One of the physical features I admired most about my father was the size of his arms and shoulders. As I peruse his younger years of black and white photos, Pop wasn’t born naturally muscular. But hard work on the farm, Acme Markets, Pepsi Cola Company and finally Sweetheart Bread Company developed his Popeye broad shoulders, chest, forearms, triceps and biceps.
As a matter of fact, growing up under our family roof for 17 years, I never saw anything too heavy that Pop couldn’t lift, hoist, or shove around — by himself. I never remember him saying, “That’s too heavy for me.” In a broader sense, Pop gave me a picture of the powerful, caring arms of Our Father in heaven … and Pop’s arms helped me appreciate the hymn lyrics: “Leaning on the everlasting arms.”

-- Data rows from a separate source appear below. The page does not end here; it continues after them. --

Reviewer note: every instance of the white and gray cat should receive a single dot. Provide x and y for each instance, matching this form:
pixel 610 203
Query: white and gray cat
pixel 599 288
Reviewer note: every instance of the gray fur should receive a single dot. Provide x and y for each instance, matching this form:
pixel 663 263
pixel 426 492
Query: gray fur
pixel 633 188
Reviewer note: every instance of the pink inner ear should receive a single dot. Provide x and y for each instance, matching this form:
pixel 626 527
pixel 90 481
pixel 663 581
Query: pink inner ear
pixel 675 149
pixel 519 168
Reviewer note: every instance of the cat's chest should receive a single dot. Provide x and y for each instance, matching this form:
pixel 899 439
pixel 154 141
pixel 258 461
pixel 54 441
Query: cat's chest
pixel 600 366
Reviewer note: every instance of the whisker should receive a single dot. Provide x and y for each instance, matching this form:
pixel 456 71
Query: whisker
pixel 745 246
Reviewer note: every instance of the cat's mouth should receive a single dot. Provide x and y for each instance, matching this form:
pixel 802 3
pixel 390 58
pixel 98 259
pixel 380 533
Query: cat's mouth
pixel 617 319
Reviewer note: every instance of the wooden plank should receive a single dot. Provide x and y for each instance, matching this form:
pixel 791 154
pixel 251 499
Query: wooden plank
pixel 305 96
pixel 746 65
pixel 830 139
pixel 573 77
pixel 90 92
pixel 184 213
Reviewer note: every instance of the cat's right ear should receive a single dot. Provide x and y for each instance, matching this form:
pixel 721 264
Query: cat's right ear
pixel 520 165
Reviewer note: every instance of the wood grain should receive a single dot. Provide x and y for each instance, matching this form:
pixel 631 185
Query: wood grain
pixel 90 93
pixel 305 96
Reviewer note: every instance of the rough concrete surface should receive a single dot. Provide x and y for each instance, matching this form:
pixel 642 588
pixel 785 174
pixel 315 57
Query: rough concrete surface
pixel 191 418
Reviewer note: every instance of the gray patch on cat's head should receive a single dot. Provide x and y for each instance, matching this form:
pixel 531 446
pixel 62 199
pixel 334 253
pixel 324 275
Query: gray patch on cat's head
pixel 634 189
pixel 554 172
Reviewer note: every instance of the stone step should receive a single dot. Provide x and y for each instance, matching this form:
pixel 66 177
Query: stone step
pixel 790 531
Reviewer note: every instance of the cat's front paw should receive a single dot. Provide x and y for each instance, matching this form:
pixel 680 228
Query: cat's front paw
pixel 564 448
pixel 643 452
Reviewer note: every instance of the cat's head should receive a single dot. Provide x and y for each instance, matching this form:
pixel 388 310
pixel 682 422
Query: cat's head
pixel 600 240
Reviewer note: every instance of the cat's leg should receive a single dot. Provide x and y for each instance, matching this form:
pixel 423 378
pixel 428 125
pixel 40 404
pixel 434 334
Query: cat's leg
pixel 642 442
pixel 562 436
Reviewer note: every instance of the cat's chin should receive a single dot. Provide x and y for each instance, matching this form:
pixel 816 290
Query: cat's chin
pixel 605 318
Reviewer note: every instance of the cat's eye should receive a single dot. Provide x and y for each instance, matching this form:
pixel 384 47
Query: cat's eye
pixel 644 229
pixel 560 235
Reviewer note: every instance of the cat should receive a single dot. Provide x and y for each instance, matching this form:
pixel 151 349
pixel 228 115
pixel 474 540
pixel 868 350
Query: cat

Speaking of everlasting arms … If there was ever a person who had a good end to their life it was Moses : “Moses was 120 years old when he died. His eyesight was sharp; he still walked with a spring in his step” (34:7, The Message). He had lived a life of knowing the Lord “face to face” (v.10).
No one can deny that Moses was greatly used by God: “For no one has ever shown the mighty power or performed the awesome deeds that Moses did” (v.12). At the age of 120, Moses faced what everyone else faces … the end. One of the greatest challenges in life is to finish well. Part of finishing well is replacing oneself by leaving a legacy worth continuation.
Moses ended well. He planned for Joshua to be his successor: “Now Joshua son of Nun was filled with the spirit of wisdom because Moses had laid his hands on him. So the Israelites listened to him and did what the Lord commanded Moses” (v.9). Just before Moses drew his last breath, so that God could personally bury him somewhere – he raised his arms and blessed each tribe of Israel: “There is no one like the God of Jeshurun, who rides on the heavens to help you and on the clouds in his majesty. The eternal God is your refuge, and underneath are the everlasting arms” (vv.26–27a).
Seems to me that Moses realized that death was really not the end. His hope was secure. His trust was firm in the Eternal God. Moses knew his arms were limited in strength, but the arms God were unlimited and everlasting.
Do you know that? Do you know the arms of God can move, carry, uplift and hoist all your pain and difficulty, oppression and anxiety? Do you know those arms can even move things in place or remove things — so that your life and legacy continues?
As we prepare to gather for the holidays with family and friends, please hear the heart of heaven ... just like Moses, may you and I live in such close relationship with Our Father in heaven — that we absolutely know the arms of the eternal God is our refuge and that His arms will never fail.
Why not tuck away those words of comfort as you face “heavy difficult times and decisions” in the days ahead?